Do you know how you want your home to look? Dysfunctional? Constrained? Or naturally holistic in its love for one another? All these have a commonality: leadership, or lack thereof. Each of us knows of a family that can fit into a category, and let me say this, “normal” is not a category. You are an individual – and so are the members of your family.
No family is meant to be dysfunctional. Not trying to play the guilt game, but it really does boil down to consistent genuine and loving servant leadership in the home – providing consistent vision in your leadership. When I reflect on leaders, where the relationship is genuine and has a strong foundation built on trust, the common denominator is that the leader is consistent in their behavior and, in turn, so are the ones they are leading. Children crave consistency. Most often, this consistency is all that is needed. They will begin to submit themselves to a genuine loving leadership.
The most critical part of leadership is being present.
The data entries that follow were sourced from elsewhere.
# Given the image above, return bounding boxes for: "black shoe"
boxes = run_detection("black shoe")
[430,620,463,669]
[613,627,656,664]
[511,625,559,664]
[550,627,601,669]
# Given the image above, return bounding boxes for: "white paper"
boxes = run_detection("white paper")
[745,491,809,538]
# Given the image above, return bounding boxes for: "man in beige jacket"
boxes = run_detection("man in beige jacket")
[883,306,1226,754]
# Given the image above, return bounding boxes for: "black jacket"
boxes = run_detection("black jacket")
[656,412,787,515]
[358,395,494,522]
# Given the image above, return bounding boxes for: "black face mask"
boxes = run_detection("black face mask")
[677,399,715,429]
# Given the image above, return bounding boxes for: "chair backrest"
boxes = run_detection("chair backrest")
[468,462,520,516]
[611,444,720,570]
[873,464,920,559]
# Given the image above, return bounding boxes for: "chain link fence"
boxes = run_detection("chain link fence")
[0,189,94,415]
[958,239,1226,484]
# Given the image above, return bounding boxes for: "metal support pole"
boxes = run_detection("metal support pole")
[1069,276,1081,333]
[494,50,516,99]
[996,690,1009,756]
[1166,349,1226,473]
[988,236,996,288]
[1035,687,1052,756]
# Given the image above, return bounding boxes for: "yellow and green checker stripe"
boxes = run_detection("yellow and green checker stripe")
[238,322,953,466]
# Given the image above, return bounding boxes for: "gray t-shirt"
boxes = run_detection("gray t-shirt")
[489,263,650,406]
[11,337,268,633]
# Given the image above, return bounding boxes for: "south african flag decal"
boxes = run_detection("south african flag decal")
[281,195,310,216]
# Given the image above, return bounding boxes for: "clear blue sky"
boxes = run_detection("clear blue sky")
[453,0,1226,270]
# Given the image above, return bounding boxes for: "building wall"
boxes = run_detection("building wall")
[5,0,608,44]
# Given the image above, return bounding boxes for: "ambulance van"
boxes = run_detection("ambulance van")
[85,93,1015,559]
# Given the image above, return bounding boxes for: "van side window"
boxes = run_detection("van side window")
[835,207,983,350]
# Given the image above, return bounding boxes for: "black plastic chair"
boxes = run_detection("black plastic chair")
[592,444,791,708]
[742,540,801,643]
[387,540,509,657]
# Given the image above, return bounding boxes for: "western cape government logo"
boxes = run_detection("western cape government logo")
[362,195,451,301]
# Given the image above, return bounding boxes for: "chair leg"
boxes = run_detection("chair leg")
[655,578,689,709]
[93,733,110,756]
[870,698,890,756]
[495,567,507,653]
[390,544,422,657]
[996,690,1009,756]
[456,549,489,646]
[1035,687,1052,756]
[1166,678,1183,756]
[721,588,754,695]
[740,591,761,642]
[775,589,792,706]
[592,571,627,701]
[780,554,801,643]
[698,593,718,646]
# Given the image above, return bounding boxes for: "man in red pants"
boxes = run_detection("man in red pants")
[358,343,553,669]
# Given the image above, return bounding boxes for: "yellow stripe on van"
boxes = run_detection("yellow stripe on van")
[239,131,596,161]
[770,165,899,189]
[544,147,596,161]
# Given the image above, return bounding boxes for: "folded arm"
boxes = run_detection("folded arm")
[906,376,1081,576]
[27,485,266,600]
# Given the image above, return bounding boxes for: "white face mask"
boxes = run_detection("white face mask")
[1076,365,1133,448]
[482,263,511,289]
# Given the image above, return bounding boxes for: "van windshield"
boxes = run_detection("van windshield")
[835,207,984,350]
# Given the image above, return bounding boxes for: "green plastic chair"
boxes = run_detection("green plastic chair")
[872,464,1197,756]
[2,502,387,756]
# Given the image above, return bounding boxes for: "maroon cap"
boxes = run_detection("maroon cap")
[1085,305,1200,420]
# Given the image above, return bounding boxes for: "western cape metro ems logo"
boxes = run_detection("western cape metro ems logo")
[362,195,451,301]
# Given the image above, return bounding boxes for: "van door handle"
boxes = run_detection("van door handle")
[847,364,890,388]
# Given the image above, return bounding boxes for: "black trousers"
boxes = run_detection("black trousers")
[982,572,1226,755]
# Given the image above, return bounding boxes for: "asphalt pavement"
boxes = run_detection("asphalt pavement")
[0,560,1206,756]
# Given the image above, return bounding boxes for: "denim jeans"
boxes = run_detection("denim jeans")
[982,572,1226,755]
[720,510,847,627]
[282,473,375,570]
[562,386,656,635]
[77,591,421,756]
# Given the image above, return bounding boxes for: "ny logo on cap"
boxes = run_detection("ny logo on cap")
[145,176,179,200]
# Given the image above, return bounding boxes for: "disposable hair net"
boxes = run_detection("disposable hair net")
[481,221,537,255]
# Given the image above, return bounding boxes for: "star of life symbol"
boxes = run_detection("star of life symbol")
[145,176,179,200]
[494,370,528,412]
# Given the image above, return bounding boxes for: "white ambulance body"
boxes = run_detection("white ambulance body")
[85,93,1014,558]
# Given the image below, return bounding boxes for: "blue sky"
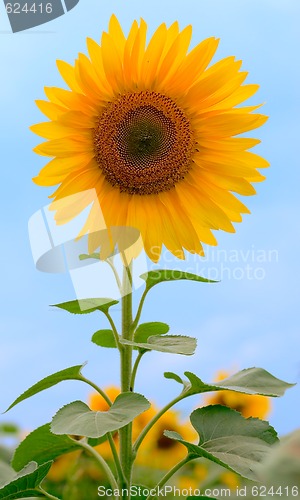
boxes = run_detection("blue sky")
[0,0,300,434]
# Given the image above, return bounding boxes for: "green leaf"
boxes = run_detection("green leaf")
[257,429,300,488]
[52,298,119,314]
[12,424,81,471]
[134,321,170,342]
[140,269,218,290]
[0,422,20,434]
[5,363,85,413]
[0,462,52,500]
[51,392,150,438]
[92,330,117,347]
[120,335,197,356]
[165,368,295,397]
[0,461,16,487]
[165,405,278,481]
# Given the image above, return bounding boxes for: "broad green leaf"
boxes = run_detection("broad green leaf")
[12,424,81,471]
[0,462,52,500]
[92,330,117,347]
[257,429,300,488]
[5,363,85,413]
[140,269,217,290]
[52,298,119,314]
[134,321,170,342]
[120,335,197,356]
[164,372,190,388]
[51,392,150,438]
[165,368,295,397]
[165,405,278,481]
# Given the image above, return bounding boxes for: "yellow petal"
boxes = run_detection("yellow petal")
[56,60,82,94]
[35,99,67,120]
[165,38,219,95]
[141,24,167,89]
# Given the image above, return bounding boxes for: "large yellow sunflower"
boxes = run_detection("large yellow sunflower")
[32,16,268,261]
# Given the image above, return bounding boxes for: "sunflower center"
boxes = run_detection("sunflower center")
[94,91,194,195]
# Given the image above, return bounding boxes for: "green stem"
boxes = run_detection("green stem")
[37,486,59,500]
[80,375,112,406]
[104,312,123,351]
[132,288,149,330]
[130,350,147,391]
[74,440,118,490]
[133,393,185,457]
[107,432,125,482]
[146,455,192,500]
[119,264,133,499]
[106,257,122,290]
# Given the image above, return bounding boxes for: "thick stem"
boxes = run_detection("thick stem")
[146,456,191,500]
[119,264,133,499]
[130,350,147,391]
[107,432,125,482]
[76,441,118,490]
[133,393,185,458]
[37,486,59,500]
[81,375,112,406]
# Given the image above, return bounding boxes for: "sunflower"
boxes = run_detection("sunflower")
[32,15,268,262]
[205,371,271,419]
[137,410,198,470]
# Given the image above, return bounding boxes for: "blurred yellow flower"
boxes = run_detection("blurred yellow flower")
[220,471,241,490]
[205,371,271,419]
[89,386,197,469]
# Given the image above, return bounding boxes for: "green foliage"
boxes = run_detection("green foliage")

Yes, I am going there! You cannot be a leader without being present. That means playing an active role in your child’s life. You simply cannot be too busy to be a leader in your family. Leading from a far always leads to massive course corrections, and those never lend themselves to happy situations.
As a father, husband, and leader in our home, I am mindful of my role. I am aware that my words and actions matter. It is essential that I think, speak, and act accordingly. If I do not make a conscious decision to be a leader at home, it is highly unlikely that I can even pretend to be a leader elsewhere. As a leader of ourselves and within our homes, we must continually strive to improve. A life of learning, listening, and reflection protects us from egocentricity, insouciance, and anxiety that constricts our growth and keeps us from transitioning the life-learned lessons within the home to external worlds – where we can be of useful service to our families, and others.
May God lead us all to a greater understanding of parenting. My child is a product of my parenting.